For Brown, the pit stop was a light-hearted diversion from a deadly serious task. She's determined to avoid a repeat of the bitterly contested 2000 election when 27,000 votes from her district were discarded. Like many other Floridians, Brown believes that had those votes been counted, George W. Bush would never have been elected president. And like her companions, Brown believes that Kerry will win on Nov. 2 only if the Democratic base turns out in full force. The high-profile bus-tour participants were on the road in a bid to make that happen; although black voters are among the most reliable Democratic supporters, John Kerry has so far has failed to inspire enough of their adulation to guarantee that kind of turnout. At the same time, the percentage of African-American voters who say they are willing to vote for Bush has doubled since 2000, from 9 to 18 percent, according to a recent poll by the Joint Center for Political and Economic Studies.

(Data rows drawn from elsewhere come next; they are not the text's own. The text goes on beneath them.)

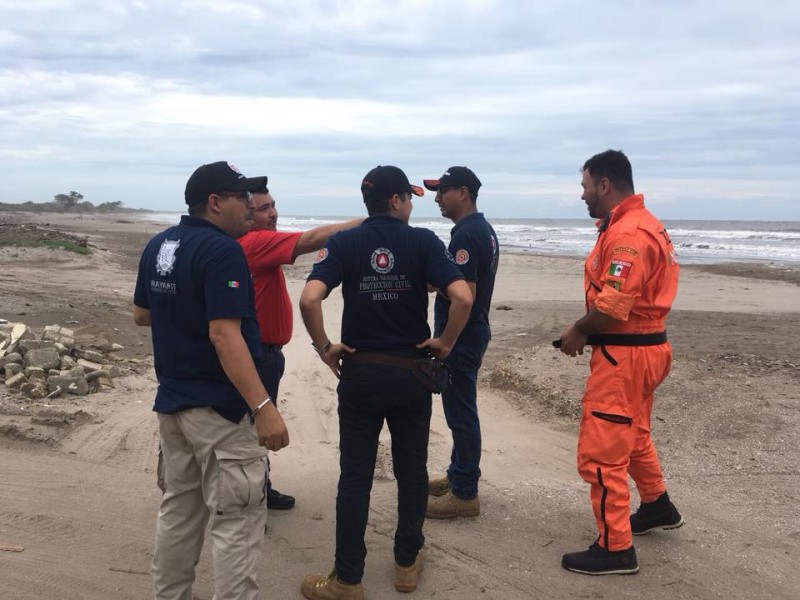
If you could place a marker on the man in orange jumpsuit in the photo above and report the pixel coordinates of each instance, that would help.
(631, 278)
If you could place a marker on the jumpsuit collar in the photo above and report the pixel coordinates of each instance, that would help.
(630, 203)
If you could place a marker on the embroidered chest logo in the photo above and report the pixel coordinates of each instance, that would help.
(382, 260)
(165, 261)
(321, 255)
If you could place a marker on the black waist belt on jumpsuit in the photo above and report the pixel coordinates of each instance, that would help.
(621, 339)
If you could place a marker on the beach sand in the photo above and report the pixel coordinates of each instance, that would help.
(79, 494)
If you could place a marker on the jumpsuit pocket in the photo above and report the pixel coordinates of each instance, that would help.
(240, 481)
(620, 419)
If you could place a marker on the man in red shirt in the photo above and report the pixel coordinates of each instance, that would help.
(631, 278)
(267, 250)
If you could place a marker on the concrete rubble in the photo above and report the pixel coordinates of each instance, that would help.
(50, 363)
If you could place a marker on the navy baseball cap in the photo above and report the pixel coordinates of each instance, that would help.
(219, 177)
(385, 181)
(455, 177)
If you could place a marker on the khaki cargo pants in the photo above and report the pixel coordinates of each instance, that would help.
(213, 471)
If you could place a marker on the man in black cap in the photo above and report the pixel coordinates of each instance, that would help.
(193, 289)
(474, 247)
(384, 267)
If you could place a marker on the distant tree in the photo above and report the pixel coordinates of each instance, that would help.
(110, 206)
(68, 202)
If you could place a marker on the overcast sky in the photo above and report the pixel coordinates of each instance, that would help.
(123, 100)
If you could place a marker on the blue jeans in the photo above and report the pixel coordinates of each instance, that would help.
(270, 370)
(460, 402)
(368, 394)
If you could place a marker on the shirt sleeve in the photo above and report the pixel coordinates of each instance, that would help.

Some insiders suggest Kerry's malaise is "Clintonitis"--simply put, he's not Clinton. Others insist that it's merely a matter of spreading the good news about Kerry, such as the fact that the Congressional Black Caucus was the first group he asked to meet with after securing the Democratic nomination. The whirlwind tour kicked off in Tallahassee on Oct. 15 with an early-morning prayer breakfast (coffee and donuts) at Florida A&M University, where Brown and Rep. Kendrick Meek urged students at their alma mater to take advantage of Florida's early-voting system.
Next stop, the offices of Florida Secretary of State Glenda Hood, who snubbed the group by not showing up for a meeting to discuss their concerns about possible attempts to discourage African-Americans from voting on Election Day. Undaunted, they held a press conference in the lobby, where Meek criticized what he said was Hood's one-sided focus on preventing voter fraud. "The pressure is not only on the voter to show up at the right polling place, it's also on the state to protect the rights of voters," Meek said.

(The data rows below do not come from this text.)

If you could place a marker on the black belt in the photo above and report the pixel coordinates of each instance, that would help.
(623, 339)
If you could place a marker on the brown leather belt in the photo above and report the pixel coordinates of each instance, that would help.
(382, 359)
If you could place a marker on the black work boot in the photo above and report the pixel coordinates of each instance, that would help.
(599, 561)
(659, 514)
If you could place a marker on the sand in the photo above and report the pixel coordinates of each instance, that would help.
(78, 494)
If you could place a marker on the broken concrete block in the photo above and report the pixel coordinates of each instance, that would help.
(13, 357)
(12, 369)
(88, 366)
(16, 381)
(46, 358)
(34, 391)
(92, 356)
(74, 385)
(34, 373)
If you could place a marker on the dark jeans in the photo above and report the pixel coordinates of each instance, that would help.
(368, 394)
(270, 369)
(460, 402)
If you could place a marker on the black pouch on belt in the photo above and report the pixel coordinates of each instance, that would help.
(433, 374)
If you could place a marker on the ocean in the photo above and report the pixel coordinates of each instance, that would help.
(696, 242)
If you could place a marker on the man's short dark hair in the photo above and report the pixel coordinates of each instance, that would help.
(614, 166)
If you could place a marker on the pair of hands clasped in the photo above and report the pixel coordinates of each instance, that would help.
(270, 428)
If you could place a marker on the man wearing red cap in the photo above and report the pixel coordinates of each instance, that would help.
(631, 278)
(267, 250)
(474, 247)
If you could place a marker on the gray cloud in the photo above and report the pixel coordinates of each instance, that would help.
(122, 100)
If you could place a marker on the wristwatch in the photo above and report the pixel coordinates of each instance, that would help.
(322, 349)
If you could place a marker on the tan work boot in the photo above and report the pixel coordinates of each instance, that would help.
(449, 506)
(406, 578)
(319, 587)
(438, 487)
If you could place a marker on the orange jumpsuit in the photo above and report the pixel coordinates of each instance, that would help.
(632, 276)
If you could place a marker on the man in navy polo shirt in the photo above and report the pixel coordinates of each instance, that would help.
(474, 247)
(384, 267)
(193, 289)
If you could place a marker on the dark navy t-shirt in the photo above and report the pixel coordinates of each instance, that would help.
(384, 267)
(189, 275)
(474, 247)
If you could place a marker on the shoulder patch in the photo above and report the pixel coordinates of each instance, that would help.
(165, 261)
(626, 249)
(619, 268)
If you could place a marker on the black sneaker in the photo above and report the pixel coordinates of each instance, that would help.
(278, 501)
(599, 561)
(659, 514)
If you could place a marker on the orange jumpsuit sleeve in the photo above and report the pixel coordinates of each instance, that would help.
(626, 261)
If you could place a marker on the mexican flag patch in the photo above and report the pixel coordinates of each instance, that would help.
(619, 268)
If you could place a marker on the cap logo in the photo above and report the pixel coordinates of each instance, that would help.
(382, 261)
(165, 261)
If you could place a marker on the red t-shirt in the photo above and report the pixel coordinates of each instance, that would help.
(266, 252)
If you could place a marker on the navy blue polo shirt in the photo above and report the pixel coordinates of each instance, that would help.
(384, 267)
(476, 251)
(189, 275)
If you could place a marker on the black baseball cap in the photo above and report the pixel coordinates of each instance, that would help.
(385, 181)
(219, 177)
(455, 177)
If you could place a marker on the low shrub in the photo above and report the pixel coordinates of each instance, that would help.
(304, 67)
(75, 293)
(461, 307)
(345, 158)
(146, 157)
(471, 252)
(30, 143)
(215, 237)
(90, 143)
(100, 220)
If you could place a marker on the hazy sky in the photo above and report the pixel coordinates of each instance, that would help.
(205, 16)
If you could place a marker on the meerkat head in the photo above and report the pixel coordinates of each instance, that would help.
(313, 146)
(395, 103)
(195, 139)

At each stop, whether school, church or rally outside of government offices, the tour's participants molded their appeals to the crowd on hand. As the buses wheeled up to Edmund Waters College in Jacksonville on Saturday evening, they were greeted by the funky drumline of a marching band. In the waning light, a drill team performed gyrations worthy of a rap video. The teenaged throng, many of them newly registered voters, hold what some believe is the key to breaking the virtual tie between Bush and Kerry in the fast-approaching election. When the music stopped and Woodard took the microphone, she had a serious message. "In your black hands, right now, you have the power to make history," Woodard told the students.
With cheering crowds and television cameras waiting for them at nearly every stop, the bus rides between events became something of a sanctuary, although one with a sticky bathroom door. After twice leaving his seat to help extricate trapped busmates, McDaniel simply shouted out instructions the third time it happened. "Turn the knob to the left," he called from a seat near the front of the bus. Despite the reality-TV combination of a hectic schedule, confined quarters and a collection of egos from different worlds, the tour had the feel of a family event. Representative Tubbs-Jones found that life in the public eye gave her something of a kinship with the actors. No one batted an eyelash when she produced a bottle of lotion between stops and began moisturizing her feet. "It's nice to have an opportunity to be with people who understand," she said.